There are plenty of expectations from the upcoming visit from the Saudi Crown Prince Muhammad Bin Salman (MBS). Foreign Minister Shah Mahmood Qureshi on Wednesday announced that at least eight memoranda of understanding (MoUs) will be signed between Islamabad and Riyadh. Pakistan will formally propose to Saudi Arabia for initiation of a dialogue on preferential trade agreement (PTA) to promote bilateral trade and investment. And Prime Minister Imran Khan chaired a cabinet meeting on Thursday during which approval was granted for the signing of multiple agreements in the water and power sectors with the visiting Saudi delegation over the weekend.

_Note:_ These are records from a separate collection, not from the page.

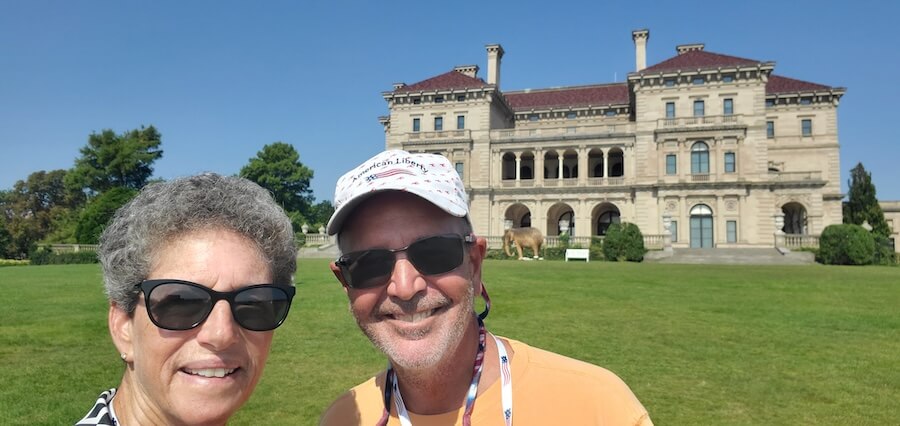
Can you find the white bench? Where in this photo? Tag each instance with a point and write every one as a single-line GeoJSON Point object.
{"type": "Point", "coordinates": [578, 254]}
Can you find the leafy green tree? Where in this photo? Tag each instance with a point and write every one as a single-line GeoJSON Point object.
{"type": "Point", "coordinates": [34, 206]}
{"type": "Point", "coordinates": [277, 167]}
{"type": "Point", "coordinates": [99, 211]}
{"type": "Point", "coordinates": [111, 160]}
{"type": "Point", "coordinates": [862, 204]}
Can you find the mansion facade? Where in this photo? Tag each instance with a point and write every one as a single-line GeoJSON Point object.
{"type": "Point", "coordinates": [715, 150]}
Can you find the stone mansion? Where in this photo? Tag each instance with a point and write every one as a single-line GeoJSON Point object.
{"type": "Point", "coordinates": [716, 150]}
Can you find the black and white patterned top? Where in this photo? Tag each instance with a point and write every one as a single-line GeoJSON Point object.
{"type": "Point", "coordinates": [101, 414]}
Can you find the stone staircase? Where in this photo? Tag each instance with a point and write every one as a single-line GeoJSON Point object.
{"type": "Point", "coordinates": [733, 256]}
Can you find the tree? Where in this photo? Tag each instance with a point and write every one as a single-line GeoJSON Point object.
{"type": "Point", "coordinates": [99, 211]}
{"type": "Point", "coordinates": [34, 206]}
{"type": "Point", "coordinates": [862, 205]}
{"type": "Point", "coordinates": [110, 160]}
{"type": "Point", "coordinates": [277, 167]}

The government has thoroughly planned out the details of the visit and are depending on the investment from our Saudi allies to provide the Pakistani economy the required boost. This is one of the steps that will certainly help Pakistan regain its ground on the international front, especially with the kind of holistic thinking the government is approaching this visit. Investment, finance, power, renewable energy, internal security, media, culture, and sports are some of the areas which will be brought to attention and these areas certainly require Pakistan’s attention and can help the country grow in the right direction. This is an achievement of the foreign policy of the current government that allies are investing once again in the country.

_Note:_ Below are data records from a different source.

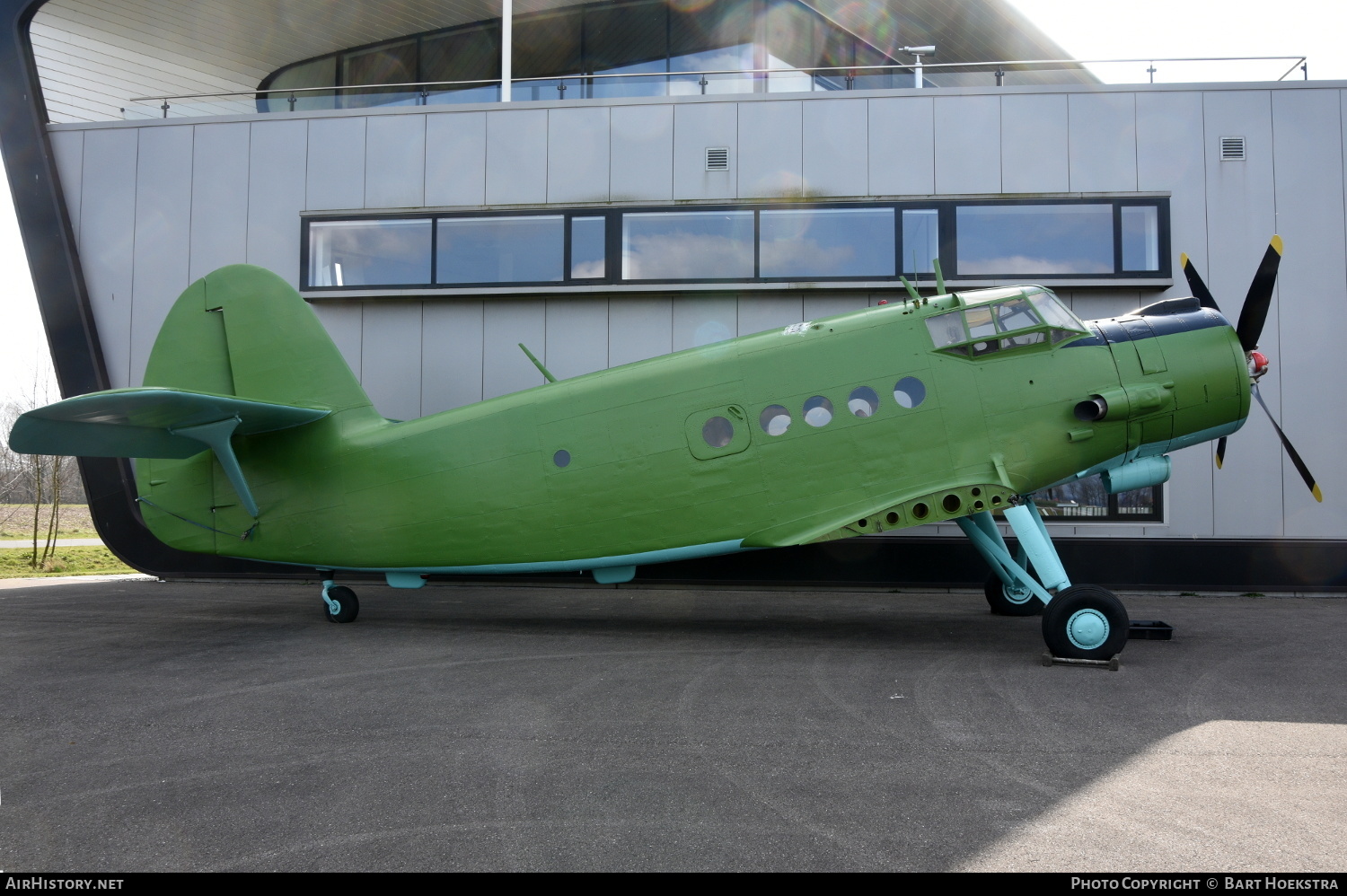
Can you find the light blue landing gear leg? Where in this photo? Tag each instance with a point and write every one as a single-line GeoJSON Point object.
{"type": "Point", "coordinates": [1079, 621]}
{"type": "Point", "coordinates": [339, 604]}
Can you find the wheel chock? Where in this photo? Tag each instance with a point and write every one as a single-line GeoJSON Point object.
{"type": "Point", "coordinates": [1112, 663]}
{"type": "Point", "coordinates": [1150, 631]}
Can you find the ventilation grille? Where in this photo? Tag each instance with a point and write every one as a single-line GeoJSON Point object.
{"type": "Point", "coordinates": [1231, 148]}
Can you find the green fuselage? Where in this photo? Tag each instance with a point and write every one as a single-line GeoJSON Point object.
{"type": "Point", "coordinates": [482, 484]}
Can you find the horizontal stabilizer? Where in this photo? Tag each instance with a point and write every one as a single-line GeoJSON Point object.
{"type": "Point", "coordinates": [147, 422]}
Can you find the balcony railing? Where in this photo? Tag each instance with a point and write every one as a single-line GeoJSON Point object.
{"type": "Point", "coordinates": [656, 83]}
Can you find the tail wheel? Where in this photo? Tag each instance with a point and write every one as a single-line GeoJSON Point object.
{"type": "Point", "coordinates": [1085, 621]}
{"type": "Point", "coordinates": [347, 607]}
{"type": "Point", "coordinates": [1010, 600]}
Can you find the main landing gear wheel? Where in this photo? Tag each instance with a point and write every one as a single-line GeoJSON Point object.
{"type": "Point", "coordinates": [1010, 600]}
{"type": "Point", "coordinates": [1085, 621]}
{"type": "Point", "coordinates": [341, 604]}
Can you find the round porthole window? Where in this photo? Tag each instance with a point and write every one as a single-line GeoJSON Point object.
{"type": "Point", "coordinates": [864, 401]}
{"type": "Point", "coordinates": [775, 419]}
{"type": "Point", "coordinates": [910, 391]}
{"type": "Point", "coordinates": [818, 411]}
{"type": "Point", "coordinates": [718, 431]}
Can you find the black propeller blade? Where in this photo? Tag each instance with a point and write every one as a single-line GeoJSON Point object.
{"type": "Point", "coordinates": [1295, 457]}
{"type": "Point", "coordinates": [1255, 312]}
{"type": "Point", "coordinates": [1195, 283]}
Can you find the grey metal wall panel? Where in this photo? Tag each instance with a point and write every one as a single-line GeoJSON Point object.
{"type": "Point", "coordinates": [277, 158]}
{"type": "Point", "coordinates": [455, 158]}
{"type": "Point", "coordinates": [344, 322]}
{"type": "Point", "coordinates": [163, 225]}
{"type": "Point", "coordinates": [1241, 217]}
{"type": "Point", "coordinates": [336, 174]}
{"type": "Point", "coordinates": [577, 171]}
{"type": "Point", "coordinates": [67, 145]}
{"type": "Point", "coordinates": [1171, 158]}
{"type": "Point", "coordinates": [759, 312]}
{"type": "Point", "coordinates": [218, 197]}
{"type": "Point", "coordinates": [504, 326]}
{"type": "Point", "coordinates": [1104, 142]}
{"type": "Point", "coordinates": [1311, 304]}
{"type": "Point", "coordinates": [108, 240]}
{"type": "Point", "coordinates": [902, 143]}
{"type": "Point", "coordinates": [516, 156]}
{"type": "Point", "coordinates": [824, 306]}
{"type": "Point", "coordinates": [967, 145]}
{"type": "Point", "coordinates": [391, 357]}
{"type": "Point", "coordinates": [641, 154]}
{"type": "Point", "coordinates": [835, 142]}
{"type": "Point", "coordinates": [452, 355]}
{"type": "Point", "coordinates": [698, 126]}
{"type": "Point", "coordinates": [395, 162]}
{"type": "Point", "coordinates": [702, 320]}
{"type": "Point", "coordinates": [577, 337]}
{"type": "Point", "coordinates": [770, 156]}
{"type": "Point", "coordinates": [1034, 143]}
{"type": "Point", "coordinates": [638, 328]}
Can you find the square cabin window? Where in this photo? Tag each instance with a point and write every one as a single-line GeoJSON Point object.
{"type": "Point", "coordinates": [1016, 240]}
{"type": "Point", "coordinates": [687, 245]}
{"type": "Point", "coordinates": [826, 242]}
{"type": "Point", "coordinates": [500, 250]}
{"type": "Point", "coordinates": [387, 252]}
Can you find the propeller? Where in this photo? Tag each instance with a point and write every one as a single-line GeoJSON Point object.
{"type": "Point", "coordinates": [1252, 320]}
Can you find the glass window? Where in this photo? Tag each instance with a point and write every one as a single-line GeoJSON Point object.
{"type": "Point", "coordinates": [1140, 237]}
{"type": "Point", "coordinates": [824, 242]}
{"type": "Point", "coordinates": [587, 248]}
{"type": "Point", "coordinates": [818, 411]}
{"type": "Point", "coordinates": [1034, 239]}
{"type": "Point", "coordinates": [317, 73]}
{"type": "Point", "coordinates": [1055, 312]}
{"type": "Point", "coordinates": [462, 56]}
{"type": "Point", "coordinates": [385, 64]}
{"type": "Point", "coordinates": [946, 329]}
{"type": "Point", "coordinates": [500, 250]}
{"type": "Point", "coordinates": [864, 401]}
{"type": "Point", "coordinates": [629, 38]}
{"type": "Point", "coordinates": [687, 245]}
{"type": "Point", "coordinates": [920, 240]}
{"type": "Point", "coordinates": [775, 419]}
{"type": "Point", "coordinates": [1015, 314]}
{"type": "Point", "coordinates": [910, 392]}
{"type": "Point", "coordinates": [368, 252]}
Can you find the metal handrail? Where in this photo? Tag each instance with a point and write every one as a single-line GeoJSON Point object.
{"type": "Point", "coordinates": [911, 66]}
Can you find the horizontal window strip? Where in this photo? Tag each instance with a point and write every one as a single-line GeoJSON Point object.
{"type": "Point", "coordinates": [1093, 240]}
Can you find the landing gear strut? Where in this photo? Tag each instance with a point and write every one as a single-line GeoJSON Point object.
{"type": "Point", "coordinates": [1079, 621]}
{"type": "Point", "coordinates": [339, 604]}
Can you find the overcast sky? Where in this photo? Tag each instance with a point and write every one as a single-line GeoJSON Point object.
{"type": "Point", "coordinates": [1085, 29]}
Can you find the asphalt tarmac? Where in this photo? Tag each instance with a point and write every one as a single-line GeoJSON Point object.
{"type": "Point", "coordinates": [188, 726]}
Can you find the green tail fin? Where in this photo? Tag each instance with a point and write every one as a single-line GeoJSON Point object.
{"type": "Point", "coordinates": [242, 330]}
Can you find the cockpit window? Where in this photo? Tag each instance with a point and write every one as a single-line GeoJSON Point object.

The Pakistan Tehreek-i-Insaaf (PTI) government came in with the promise of promoting exports of the region. This is why a preferential treatment will be sought in trade. With global trade witnessing a decline, it is important that Pakistan finds new avenues to launch its trade. This will create space for investment in the local industry and the quality of our products will improve over time. Another great outcome of this will be the decrease in the reliance on imported material.

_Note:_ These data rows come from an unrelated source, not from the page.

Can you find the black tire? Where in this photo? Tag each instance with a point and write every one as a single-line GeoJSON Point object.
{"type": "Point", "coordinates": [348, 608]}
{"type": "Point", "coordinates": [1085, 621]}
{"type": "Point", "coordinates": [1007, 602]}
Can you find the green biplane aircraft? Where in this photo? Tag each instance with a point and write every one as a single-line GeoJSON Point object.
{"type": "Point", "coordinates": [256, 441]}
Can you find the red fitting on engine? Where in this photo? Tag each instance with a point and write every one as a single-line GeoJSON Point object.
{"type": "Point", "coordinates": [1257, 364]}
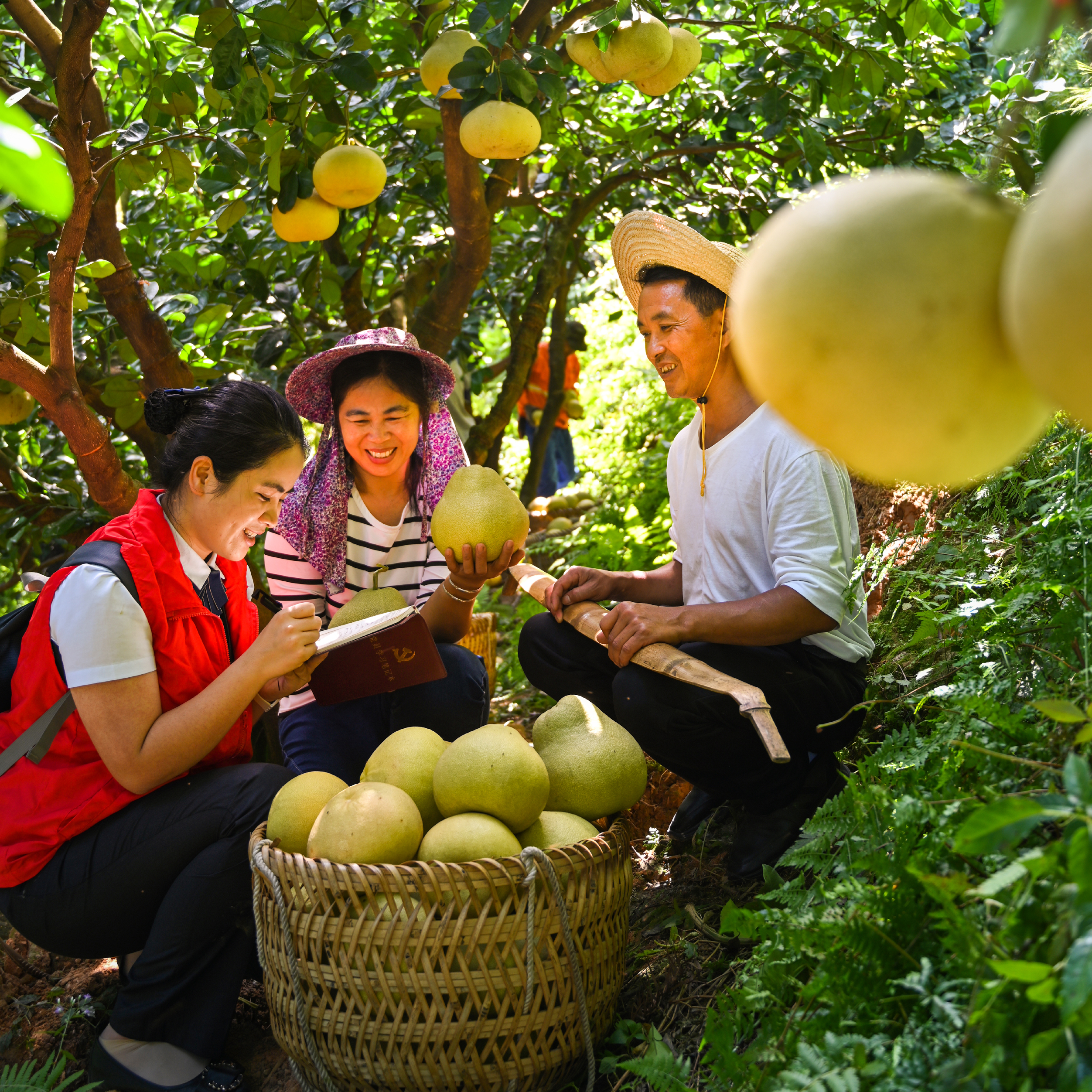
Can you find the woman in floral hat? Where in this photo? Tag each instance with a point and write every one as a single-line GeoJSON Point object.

Water and power require the utmost attention of our government. We have seen efforts on multiple fronts to not just create awareness but also launch initiatives which can help tackle these two problems. With the discussion of water and power on the agenda, it is likely that Pakistan will have sufficient investment to stabilise itself. With the current deficit, there are not many new avenues of revenue generation and the government is largely relying on investment. However, the government should be commended for its vision for the current visit. The only challenge now will be its execution and the display of diplomatic intelligence on all fronts.